What this is not evidence for: that the implementations are state of the art, that they’d hold up to peer review at NeurIPS, that the partial reproductions are close enough to count as positive results. They’re v1. The README for each one says so. The next pass — already filed as future issues — adds the energy metric (ByteDMD), tightens the failed-replication analysis, and pushes the partials toward full reproduction at paper scale. v1 was correctness and visualization. v1.5 is paper-scale parity. v2 is energy.

The methodology has a known failure mode I want to name. Issue #1 is the SPEC, and the SPEC was written by an agent. If the SPEC has a blind spot, every PR will inherit it. I’ve already seen this once: the v1 SPEC didn’t require energy measurement, so 53 stubs got built without it, and now it’s a v2 follow-up across all of them. The cost is real. The fix is to keep treating the SPEC as a living artifact and to keep the human in the loop on its revisions.

Where this leaves me

The pattern keeps holding. Build a small set of primitives. Write the SPEC as files in a repo. Let agents work against the SPEC in waves. Merge through GitHub. Don’t let the agent grade itself.

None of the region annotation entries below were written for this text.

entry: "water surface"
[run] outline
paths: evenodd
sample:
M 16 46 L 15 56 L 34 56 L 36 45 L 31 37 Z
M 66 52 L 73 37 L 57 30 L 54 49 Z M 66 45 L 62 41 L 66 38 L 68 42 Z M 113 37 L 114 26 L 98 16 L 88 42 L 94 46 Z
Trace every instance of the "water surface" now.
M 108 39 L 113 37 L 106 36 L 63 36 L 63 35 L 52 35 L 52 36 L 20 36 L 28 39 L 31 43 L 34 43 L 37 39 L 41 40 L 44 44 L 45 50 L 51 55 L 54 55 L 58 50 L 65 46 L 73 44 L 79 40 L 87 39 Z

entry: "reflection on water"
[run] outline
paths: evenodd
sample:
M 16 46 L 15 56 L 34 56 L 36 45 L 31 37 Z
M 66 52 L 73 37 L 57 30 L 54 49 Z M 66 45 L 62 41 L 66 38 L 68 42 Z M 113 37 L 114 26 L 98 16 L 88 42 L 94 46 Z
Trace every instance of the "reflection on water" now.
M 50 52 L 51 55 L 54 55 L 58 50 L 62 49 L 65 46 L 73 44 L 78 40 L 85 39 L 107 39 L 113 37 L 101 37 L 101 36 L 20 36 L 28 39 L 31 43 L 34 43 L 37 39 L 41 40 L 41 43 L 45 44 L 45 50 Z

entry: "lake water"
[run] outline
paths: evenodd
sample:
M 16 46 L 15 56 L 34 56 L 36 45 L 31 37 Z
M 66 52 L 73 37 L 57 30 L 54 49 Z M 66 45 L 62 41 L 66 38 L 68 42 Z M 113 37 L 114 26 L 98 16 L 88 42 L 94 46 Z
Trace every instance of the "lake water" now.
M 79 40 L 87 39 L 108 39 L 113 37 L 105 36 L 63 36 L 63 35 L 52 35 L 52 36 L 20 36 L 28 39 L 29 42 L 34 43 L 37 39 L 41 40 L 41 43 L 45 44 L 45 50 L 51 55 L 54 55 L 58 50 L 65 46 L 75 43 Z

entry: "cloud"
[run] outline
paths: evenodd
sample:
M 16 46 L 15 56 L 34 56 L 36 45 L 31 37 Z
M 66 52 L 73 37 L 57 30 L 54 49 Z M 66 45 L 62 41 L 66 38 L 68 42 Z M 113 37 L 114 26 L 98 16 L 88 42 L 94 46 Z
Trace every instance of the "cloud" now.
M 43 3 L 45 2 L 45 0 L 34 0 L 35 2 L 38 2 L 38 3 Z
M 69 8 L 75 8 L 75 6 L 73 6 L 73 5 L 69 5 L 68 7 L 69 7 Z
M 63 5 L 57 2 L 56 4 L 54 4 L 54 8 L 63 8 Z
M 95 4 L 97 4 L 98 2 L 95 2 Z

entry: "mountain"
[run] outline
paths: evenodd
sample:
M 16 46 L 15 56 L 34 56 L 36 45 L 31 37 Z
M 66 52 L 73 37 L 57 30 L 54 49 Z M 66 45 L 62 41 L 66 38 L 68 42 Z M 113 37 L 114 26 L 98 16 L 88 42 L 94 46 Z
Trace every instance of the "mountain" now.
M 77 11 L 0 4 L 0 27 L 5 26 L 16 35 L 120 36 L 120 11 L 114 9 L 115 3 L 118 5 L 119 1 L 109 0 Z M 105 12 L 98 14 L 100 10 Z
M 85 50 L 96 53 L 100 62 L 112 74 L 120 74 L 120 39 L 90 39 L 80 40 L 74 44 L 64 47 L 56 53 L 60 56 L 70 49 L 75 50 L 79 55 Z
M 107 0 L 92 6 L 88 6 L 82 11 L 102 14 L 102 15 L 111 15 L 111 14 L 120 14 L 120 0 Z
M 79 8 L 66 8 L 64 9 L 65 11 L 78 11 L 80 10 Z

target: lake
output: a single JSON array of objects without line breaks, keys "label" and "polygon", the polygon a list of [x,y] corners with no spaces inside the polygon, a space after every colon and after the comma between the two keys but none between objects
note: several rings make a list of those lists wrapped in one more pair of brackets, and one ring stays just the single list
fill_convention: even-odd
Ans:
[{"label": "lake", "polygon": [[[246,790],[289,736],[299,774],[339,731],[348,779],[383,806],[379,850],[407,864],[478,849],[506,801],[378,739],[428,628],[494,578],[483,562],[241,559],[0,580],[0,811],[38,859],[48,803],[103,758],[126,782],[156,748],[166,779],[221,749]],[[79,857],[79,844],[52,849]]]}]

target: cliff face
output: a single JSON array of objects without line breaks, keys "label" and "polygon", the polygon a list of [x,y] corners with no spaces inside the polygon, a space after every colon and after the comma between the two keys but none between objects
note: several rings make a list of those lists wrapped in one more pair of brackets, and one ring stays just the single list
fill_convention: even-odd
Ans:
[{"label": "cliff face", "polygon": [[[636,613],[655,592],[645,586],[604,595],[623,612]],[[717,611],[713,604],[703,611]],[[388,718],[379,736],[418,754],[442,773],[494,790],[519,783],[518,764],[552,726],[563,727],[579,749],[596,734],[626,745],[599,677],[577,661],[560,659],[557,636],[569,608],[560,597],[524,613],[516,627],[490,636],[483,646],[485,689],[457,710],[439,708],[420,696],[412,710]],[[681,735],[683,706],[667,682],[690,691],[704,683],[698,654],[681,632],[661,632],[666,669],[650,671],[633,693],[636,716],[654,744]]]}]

Chimera decomposes coding agents into primitives. SutroYaro gives them a research protocol. hinton-problems is what happens when you point that machinery at someone else’s published agenda and let it run for a while. Same loop, different target.

I keep waiting for this to stop working. So far it hasn’t.

If you want to look at the catalog, the site is at cybertronai.github.io/hinton-problems. The full results table is in RESULTS.md. Every stub has its own README with the deviations from the original procedure listed honestly. Every PR has its sign-off line at the bottom. None of them say I wrote the code. I didn’t write a line of it.